With Class of 2024 results coming in for the early admissions round at top colleges and universities around the country, here is what we've learned thus far.
UPS AND DOWNS
Unlike past years that saw big gains in everyone's early numbers, this year was more of a mixed bag. Brown saw its number of Early Decision applicants grow by 8 percent, on top of a 21 percent increase in ED last year. Cornell saw its pool grow by 7.4 percent, and a news release from the university notes that the number of ED applicants has grown by 90 percent over the last decade.
Harvard saw its pool decrease by nearly 8 percent from last year's 6,958 early applicants. The last time Harvard had a decrease was in the fall of 2013. Duke's ED pool decreased by 552 students (11.4 percent) from last year. Dartmouth's ED pool decreased by 16 percent to 2,069. Penn saw its ED applicant pool drop by 9 percent from the record level reached last fall.

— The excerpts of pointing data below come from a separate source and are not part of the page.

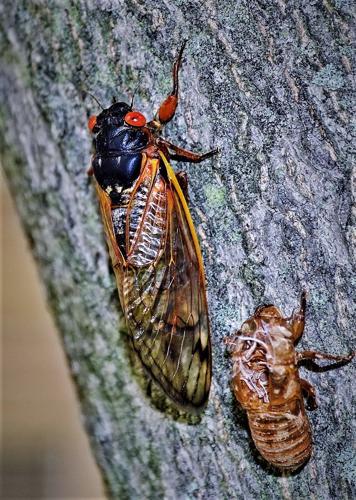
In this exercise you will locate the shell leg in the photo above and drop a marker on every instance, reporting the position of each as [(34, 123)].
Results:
[(297, 321)]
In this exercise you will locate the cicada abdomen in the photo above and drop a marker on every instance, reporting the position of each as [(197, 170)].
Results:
[(154, 247), (266, 383)]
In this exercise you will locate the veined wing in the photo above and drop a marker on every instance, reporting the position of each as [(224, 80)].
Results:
[(161, 284), (165, 302)]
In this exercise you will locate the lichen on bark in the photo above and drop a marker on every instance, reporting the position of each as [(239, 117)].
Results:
[(269, 83)]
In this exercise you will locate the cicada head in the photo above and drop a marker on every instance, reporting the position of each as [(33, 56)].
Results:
[(120, 137), (119, 129)]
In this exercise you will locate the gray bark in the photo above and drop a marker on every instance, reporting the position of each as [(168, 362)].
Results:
[(269, 83)]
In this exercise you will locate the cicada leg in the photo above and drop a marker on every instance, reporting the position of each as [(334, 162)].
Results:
[(182, 178), (168, 107), (309, 394), (297, 321)]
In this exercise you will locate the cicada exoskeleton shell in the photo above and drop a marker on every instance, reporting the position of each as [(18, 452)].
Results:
[(267, 384)]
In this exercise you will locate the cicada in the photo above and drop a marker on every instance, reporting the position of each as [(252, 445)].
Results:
[(153, 245), (266, 382)]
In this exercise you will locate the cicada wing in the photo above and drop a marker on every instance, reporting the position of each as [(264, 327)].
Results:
[(166, 307)]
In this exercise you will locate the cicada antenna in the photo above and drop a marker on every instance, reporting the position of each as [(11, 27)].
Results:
[(95, 99)]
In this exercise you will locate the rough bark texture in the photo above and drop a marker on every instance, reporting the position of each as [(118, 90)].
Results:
[(267, 82)]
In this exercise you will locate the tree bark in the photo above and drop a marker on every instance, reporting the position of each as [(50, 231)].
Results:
[(269, 83)]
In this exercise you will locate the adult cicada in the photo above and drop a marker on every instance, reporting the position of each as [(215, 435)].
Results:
[(153, 245), (266, 382)]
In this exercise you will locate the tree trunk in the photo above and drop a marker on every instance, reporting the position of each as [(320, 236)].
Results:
[(268, 83)]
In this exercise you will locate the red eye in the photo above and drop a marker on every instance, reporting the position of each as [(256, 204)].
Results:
[(135, 119), (91, 122)]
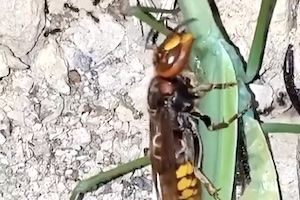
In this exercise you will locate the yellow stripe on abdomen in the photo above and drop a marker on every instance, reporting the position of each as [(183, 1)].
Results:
[(188, 185)]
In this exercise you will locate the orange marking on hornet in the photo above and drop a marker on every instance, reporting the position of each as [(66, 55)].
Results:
[(171, 57)]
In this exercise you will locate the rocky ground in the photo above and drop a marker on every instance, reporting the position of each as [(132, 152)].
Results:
[(73, 90)]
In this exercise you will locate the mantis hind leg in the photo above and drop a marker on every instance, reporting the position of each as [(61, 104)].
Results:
[(217, 126)]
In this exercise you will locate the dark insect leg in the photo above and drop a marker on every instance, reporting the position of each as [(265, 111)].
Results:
[(298, 163), (242, 175), (201, 89), (224, 124), (146, 152), (288, 75)]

Admissions deans cite natural disasters, school shootings, global economic uncertainty, teacher strikes and demographic trends as possible explanations for declining early pools. It could also be that savvy students are being more strategic in how they use their early option, aiming for a surer bet rather than going for a long shot.
WHAT WE KNOW SO FAR
Diversity of background continues to be a key priority in the selection process. Schools are working to build more diversity into their applicant pools through targeted outreach and partnerships with organizations such as Questbridge. Several schools mentioned that greater numbers of low-income and first-generation students among those offered admission.

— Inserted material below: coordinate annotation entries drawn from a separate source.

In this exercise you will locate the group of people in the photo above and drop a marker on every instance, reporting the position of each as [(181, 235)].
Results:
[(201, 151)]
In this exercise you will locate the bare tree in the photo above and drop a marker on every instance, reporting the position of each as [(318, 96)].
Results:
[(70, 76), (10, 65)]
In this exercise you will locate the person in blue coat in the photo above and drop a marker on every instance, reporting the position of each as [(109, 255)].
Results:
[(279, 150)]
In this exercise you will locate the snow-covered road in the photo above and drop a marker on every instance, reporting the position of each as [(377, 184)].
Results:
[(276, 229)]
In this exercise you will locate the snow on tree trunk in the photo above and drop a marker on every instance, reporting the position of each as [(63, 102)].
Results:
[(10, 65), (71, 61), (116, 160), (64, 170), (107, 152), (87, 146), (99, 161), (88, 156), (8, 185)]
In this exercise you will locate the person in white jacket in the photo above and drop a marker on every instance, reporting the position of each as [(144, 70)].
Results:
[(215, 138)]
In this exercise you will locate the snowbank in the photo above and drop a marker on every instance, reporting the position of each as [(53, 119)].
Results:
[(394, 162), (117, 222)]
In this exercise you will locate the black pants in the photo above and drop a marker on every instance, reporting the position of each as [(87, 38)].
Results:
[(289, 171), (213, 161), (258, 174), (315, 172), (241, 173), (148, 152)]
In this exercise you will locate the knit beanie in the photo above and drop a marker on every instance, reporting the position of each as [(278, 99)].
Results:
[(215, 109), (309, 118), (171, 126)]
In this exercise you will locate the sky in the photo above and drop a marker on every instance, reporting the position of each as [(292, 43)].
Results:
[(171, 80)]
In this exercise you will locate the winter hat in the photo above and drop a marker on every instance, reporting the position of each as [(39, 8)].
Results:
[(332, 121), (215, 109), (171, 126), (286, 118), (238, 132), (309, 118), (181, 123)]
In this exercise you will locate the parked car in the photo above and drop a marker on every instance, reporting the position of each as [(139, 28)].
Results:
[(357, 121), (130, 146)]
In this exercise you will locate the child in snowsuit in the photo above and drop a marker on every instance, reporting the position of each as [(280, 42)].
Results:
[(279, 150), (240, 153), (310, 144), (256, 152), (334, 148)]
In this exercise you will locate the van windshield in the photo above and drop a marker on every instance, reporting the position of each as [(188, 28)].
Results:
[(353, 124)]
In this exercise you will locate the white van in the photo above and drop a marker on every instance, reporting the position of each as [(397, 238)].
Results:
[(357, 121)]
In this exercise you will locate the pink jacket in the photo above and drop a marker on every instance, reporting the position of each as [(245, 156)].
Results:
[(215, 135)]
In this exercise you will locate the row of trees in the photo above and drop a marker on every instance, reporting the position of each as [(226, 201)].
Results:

Cornell and Penn are schools that went big for legacy admits, with 22 percent and 24 percent of the ED admits, respectively, being the children of alumni.
Many schools with binding early decision programs will admit 45 percent or more of their incoming class through the early process. Doing so ensures that they can lock in a solid foundation for their incoming class and reduce yield volatility.
Based on publicly reported data, the toughest early admission pool this year belonged to MIT, where 9,291 students applied for early admission and 687 (7 percent) were offered admission.